The top court said object of the Protection of Women from Domestic Violence Act 2005 (PWDV) is to provide and recognise the rights of women to secure housing and reside in a matrimonial home or a shared household, whether or not she has any title or right in the shared household.

“Allowing the Senior Citizens Act 2007 to have an overriding force and effect in all situations, irrespective of competing entitlements of a woman to a right in a shared household within the meaning of the PWDV Act would defeat the object and purpose which the Parliament sought to achieve in enacting the latter legislation,” a bench headed by Justice D Y Chandrachud said.

The top court said the law protecting the interest of senior citizens is intended to ensure that they are not left destitute, or at the mercy of their children or relatives.

“Equally, the purpose of the PWDV Act 2005 cannot be ignored by a sleight of statutory interpretation. Both sets of legislations have to be harmoniously construed.”
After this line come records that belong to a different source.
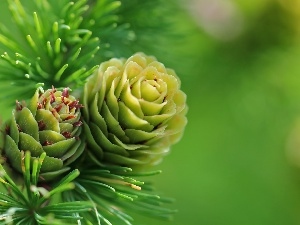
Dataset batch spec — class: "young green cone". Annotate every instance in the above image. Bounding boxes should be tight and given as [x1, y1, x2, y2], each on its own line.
[82, 52, 187, 167]
[0, 87, 84, 181]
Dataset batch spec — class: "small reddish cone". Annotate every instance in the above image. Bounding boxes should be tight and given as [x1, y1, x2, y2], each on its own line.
[0, 87, 85, 181]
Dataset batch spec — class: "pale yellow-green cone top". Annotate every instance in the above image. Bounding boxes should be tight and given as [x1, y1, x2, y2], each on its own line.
[0, 87, 85, 181]
[82, 52, 187, 167]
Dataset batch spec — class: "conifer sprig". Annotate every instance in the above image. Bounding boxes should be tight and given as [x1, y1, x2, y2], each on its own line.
[64, 162, 176, 225]
[0, 0, 106, 103]
[0, 1, 187, 224]
[0, 151, 92, 225]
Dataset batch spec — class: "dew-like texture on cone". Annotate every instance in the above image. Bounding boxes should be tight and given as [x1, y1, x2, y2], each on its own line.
[82, 52, 188, 166]
[0, 87, 85, 181]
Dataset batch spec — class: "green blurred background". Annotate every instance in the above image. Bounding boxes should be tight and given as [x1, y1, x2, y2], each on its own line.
[3, 0, 300, 224]
[141, 0, 300, 224]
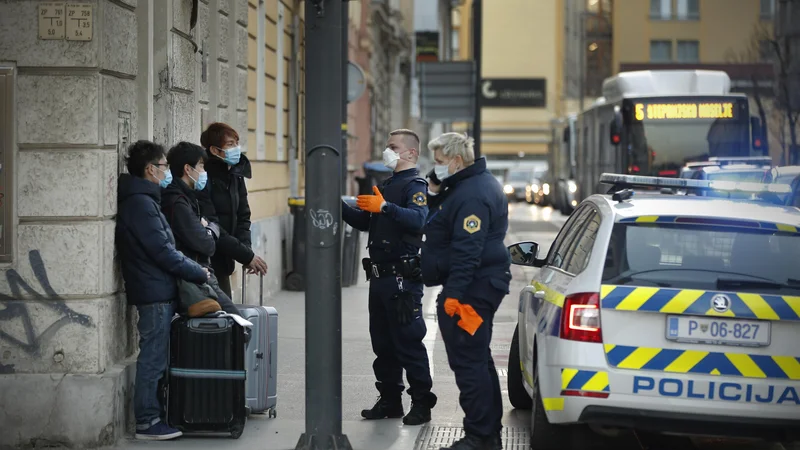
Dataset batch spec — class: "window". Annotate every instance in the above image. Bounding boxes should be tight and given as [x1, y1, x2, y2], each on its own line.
[650, 40, 672, 62]
[451, 29, 460, 59]
[761, 0, 775, 19]
[562, 210, 602, 274]
[548, 206, 593, 270]
[650, 0, 671, 20]
[676, 40, 699, 62]
[602, 223, 800, 296]
[676, 0, 699, 20]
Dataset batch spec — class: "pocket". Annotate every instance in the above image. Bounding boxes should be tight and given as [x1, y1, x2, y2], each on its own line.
[488, 276, 511, 295]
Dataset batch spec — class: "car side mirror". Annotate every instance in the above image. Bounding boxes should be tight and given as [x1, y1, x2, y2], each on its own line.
[507, 241, 545, 268]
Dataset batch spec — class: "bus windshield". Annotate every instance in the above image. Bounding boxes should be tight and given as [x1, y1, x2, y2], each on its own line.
[624, 97, 750, 177]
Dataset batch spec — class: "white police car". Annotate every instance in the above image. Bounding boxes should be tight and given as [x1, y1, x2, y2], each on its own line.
[506, 174, 800, 448]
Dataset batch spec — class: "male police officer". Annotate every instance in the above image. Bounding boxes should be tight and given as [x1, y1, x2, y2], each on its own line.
[422, 132, 511, 450]
[342, 129, 437, 425]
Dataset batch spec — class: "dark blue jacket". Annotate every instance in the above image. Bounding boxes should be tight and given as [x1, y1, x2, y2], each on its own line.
[421, 158, 512, 300]
[116, 174, 208, 306]
[342, 168, 428, 264]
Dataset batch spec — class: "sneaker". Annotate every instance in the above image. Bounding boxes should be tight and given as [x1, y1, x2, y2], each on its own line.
[135, 422, 183, 441]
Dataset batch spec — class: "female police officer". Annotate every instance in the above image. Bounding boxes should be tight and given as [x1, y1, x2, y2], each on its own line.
[422, 132, 511, 450]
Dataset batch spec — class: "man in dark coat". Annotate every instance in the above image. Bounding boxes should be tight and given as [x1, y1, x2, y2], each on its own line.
[161, 141, 240, 316]
[116, 140, 210, 441]
[198, 123, 268, 297]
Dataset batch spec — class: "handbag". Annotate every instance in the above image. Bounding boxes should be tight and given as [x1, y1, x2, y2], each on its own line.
[177, 279, 222, 318]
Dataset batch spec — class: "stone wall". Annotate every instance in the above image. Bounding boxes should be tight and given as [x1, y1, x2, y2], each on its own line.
[0, 0, 139, 446]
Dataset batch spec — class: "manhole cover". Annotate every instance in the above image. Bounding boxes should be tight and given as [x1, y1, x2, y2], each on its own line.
[415, 425, 529, 449]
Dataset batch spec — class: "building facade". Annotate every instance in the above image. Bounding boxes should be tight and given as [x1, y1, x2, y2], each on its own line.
[452, 0, 565, 167]
[0, 0, 409, 447]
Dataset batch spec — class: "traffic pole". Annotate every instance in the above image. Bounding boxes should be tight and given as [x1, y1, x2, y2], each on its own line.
[294, 0, 352, 449]
[341, 0, 349, 192]
[471, 0, 482, 159]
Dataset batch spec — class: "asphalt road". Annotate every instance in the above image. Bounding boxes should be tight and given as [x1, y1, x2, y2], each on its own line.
[119, 202, 796, 450]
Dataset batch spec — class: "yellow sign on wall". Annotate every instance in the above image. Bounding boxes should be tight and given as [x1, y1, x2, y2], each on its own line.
[634, 102, 737, 121]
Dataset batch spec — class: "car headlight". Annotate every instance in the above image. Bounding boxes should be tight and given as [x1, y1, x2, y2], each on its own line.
[543, 183, 550, 195]
[531, 184, 539, 193]
[568, 181, 577, 193]
[504, 184, 514, 194]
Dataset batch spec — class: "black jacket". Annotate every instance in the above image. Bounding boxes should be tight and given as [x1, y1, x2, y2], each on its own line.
[161, 178, 220, 268]
[420, 158, 512, 300]
[197, 152, 255, 276]
[116, 174, 208, 306]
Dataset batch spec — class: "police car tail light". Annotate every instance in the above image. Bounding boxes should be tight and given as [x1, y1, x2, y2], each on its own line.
[560, 293, 602, 343]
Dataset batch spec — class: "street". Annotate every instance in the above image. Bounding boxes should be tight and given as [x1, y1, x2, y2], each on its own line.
[116, 202, 794, 450]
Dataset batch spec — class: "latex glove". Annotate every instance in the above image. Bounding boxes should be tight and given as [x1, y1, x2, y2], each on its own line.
[443, 297, 484, 336]
[357, 186, 386, 213]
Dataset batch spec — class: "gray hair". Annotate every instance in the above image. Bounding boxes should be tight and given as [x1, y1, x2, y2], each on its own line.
[427, 132, 475, 165]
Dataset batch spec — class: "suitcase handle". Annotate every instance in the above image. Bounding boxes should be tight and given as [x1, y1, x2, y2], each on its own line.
[241, 266, 265, 306]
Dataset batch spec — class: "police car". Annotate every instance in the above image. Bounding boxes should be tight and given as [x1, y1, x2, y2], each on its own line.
[505, 173, 800, 448]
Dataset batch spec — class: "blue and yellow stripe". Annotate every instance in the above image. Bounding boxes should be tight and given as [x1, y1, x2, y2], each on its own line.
[601, 285, 800, 322]
[619, 215, 800, 233]
[561, 368, 610, 392]
[604, 344, 800, 380]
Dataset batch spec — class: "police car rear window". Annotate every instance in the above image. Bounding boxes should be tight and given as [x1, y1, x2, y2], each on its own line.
[602, 223, 800, 295]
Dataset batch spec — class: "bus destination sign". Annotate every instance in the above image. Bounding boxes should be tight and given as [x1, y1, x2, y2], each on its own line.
[634, 102, 737, 121]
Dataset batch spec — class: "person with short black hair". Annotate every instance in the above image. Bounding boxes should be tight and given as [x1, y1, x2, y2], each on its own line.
[198, 122, 267, 297]
[116, 140, 210, 441]
[161, 141, 240, 316]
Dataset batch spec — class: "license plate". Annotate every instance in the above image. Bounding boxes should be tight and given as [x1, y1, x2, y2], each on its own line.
[665, 315, 770, 347]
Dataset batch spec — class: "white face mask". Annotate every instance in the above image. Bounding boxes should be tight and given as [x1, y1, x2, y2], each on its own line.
[434, 159, 454, 181]
[383, 148, 400, 170]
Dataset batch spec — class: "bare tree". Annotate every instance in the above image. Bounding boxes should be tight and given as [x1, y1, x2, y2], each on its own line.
[773, 0, 800, 164]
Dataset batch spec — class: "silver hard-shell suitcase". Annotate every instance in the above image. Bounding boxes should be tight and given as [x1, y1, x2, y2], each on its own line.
[241, 273, 278, 417]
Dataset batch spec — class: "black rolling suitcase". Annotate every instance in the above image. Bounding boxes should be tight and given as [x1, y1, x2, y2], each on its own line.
[167, 314, 248, 438]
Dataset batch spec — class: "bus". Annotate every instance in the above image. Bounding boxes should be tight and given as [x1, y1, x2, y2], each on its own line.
[547, 114, 579, 215]
[573, 70, 765, 202]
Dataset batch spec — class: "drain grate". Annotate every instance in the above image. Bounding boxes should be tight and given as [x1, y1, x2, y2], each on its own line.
[414, 425, 529, 449]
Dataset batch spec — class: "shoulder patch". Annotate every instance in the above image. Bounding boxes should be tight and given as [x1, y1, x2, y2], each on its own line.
[462, 214, 482, 234]
[412, 191, 427, 206]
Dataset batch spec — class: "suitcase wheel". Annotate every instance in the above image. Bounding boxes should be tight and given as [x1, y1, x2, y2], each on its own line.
[269, 408, 277, 418]
[230, 422, 244, 439]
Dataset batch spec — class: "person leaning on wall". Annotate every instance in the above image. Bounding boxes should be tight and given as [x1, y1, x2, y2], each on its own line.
[197, 122, 268, 297]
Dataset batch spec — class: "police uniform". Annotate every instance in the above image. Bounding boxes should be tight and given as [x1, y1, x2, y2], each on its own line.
[342, 167, 437, 425]
[421, 157, 511, 450]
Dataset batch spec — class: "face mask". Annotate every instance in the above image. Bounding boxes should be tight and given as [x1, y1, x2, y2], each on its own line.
[221, 145, 241, 166]
[190, 168, 208, 191]
[159, 167, 172, 188]
[382, 148, 399, 170]
[434, 162, 452, 182]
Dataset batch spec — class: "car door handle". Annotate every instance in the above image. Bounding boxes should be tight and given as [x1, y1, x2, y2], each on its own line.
[534, 290, 546, 300]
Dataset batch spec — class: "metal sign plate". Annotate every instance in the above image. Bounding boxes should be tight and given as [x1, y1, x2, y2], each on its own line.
[419, 61, 475, 123]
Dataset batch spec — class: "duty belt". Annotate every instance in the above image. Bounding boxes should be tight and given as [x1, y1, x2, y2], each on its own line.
[362, 257, 421, 280]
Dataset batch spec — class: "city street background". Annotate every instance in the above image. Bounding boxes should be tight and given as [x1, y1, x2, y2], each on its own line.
[116, 203, 794, 450]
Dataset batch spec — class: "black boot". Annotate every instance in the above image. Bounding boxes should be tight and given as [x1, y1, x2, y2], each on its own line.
[361, 383, 404, 420]
[439, 433, 496, 450]
[403, 392, 437, 425]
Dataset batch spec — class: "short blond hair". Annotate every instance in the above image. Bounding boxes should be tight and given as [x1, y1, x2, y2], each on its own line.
[427, 132, 475, 164]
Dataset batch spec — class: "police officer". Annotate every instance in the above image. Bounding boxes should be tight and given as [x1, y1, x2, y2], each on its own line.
[342, 129, 437, 425]
[421, 132, 511, 450]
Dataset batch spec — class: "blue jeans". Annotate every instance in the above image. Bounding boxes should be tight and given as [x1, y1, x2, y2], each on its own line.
[134, 302, 175, 429]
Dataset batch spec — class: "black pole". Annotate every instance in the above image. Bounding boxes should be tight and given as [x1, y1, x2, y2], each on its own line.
[342, 0, 349, 193]
[472, 0, 482, 159]
[295, 0, 352, 449]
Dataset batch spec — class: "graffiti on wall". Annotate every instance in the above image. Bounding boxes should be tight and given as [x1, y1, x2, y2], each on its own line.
[0, 250, 94, 372]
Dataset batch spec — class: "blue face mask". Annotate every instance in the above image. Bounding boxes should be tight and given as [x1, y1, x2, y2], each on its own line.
[159, 168, 172, 188]
[191, 169, 208, 191]
[222, 146, 241, 166]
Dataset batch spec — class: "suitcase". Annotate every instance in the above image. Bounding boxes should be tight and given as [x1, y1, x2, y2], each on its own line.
[166, 315, 248, 439]
[240, 273, 278, 417]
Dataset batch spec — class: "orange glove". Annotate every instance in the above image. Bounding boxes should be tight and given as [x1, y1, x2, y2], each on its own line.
[357, 186, 386, 213]
[443, 298, 484, 336]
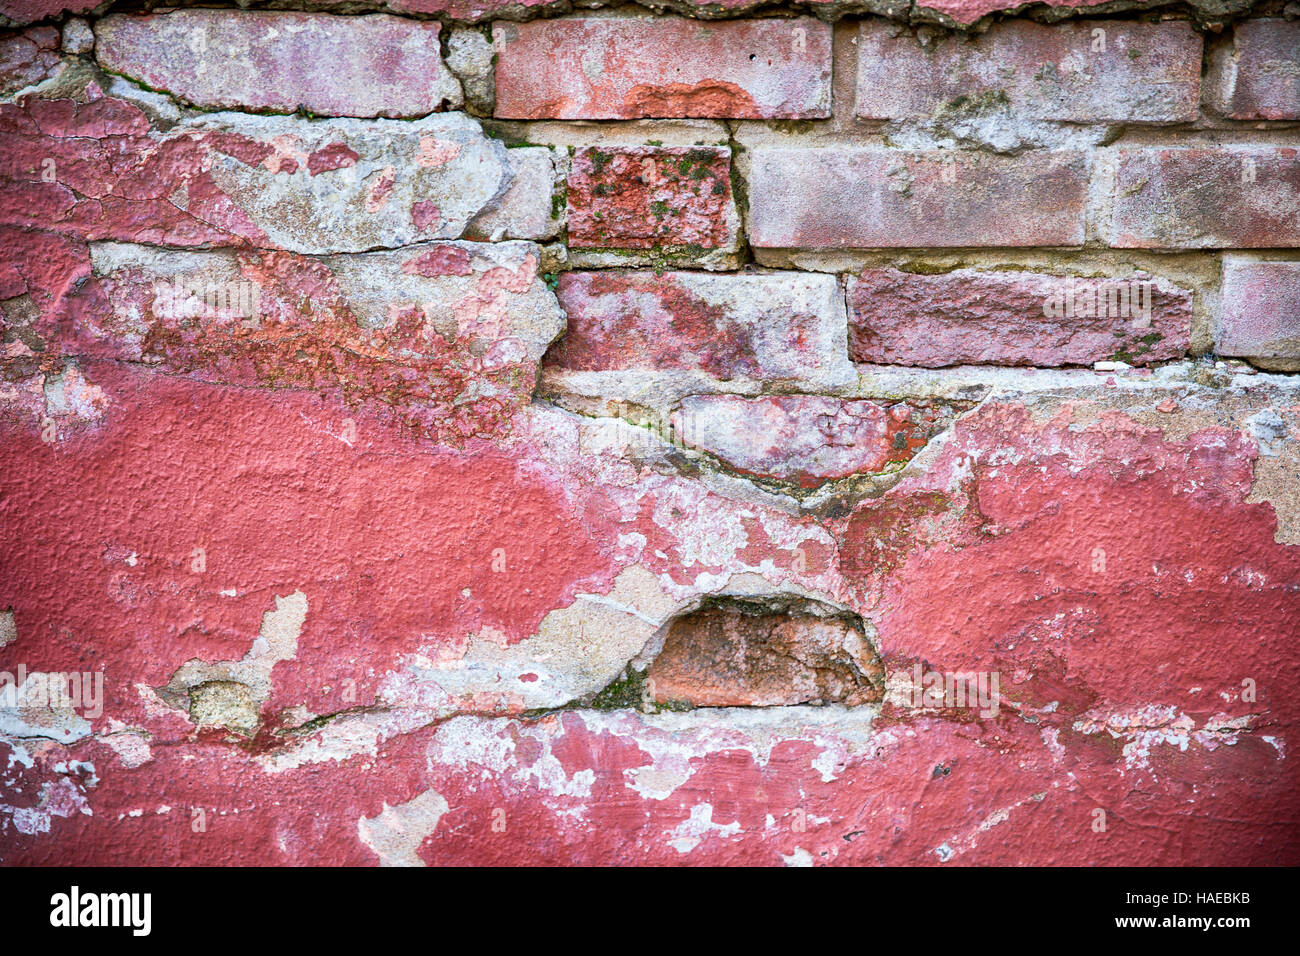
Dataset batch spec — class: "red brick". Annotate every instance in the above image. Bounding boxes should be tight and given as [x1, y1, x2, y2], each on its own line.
[57, 241, 560, 446]
[857, 20, 1201, 123]
[748, 148, 1087, 248]
[674, 395, 954, 487]
[646, 599, 884, 708]
[0, 24, 59, 95]
[493, 16, 831, 120]
[1209, 20, 1300, 121]
[0, 0, 98, 25]
[1217, 257, 1300, 359]
[848, 267, 1192, 367]
[566, 146, 737, 251]
[0, 88, 513, 253]
[545, 270, 853, 390]
[95, 11, 461, 118]
[1108, 147, 1300, 249]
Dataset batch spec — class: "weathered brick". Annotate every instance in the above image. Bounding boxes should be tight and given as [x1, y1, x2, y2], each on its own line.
[493, 16, 831, 120]
[544, 270, 854, 390]
[1209, 20, 1300, 121]
[848, 267, 1191, 367]
[0, 90, 514, 254]
[59, 240, 561, 445]
[646, 598, 884, 708]
[1217, 257, 1300, 360]
[95, 11, 461, 118]
[911, 0, 1116, 26]
[748, 148, 1088, 248]
[857, 20, 1201, 123]
[1108, 147, 1300, 249]
[0, 24, 59, 95]
[675, 395, 954, 486]
[566, 146, 738, 252]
“Hence the right of a woman to secure a residence order in respect of a shared household cannot be defeated by the simple expedient of securing an order of eviction by adopting the summary procedure under the Senior Citizens Act 2007.,” the bench, also comprising Justices Indu Malhotra and Indira Banerjee, said.

The apex court was hearing an appeal filed by a woman against an order of the Karnataka High Court which asked her to vacate the matrimonial house.

The father-in-law and mother-in-law had filed an application under the provisions of the Maintenance and Welfare of Parents and Senior Citizens Act 20071, and sought her daughter-in-law’s eviction from a residential house in North Bengaluru.

The Division Bench of the high court by its judgment of September 17, 2019 held that the suit premises belonged to the mother-in-law (the Second respondent) of the appellant and the remedy of the appellant for maintenance and shelter lies only against her estranged husband.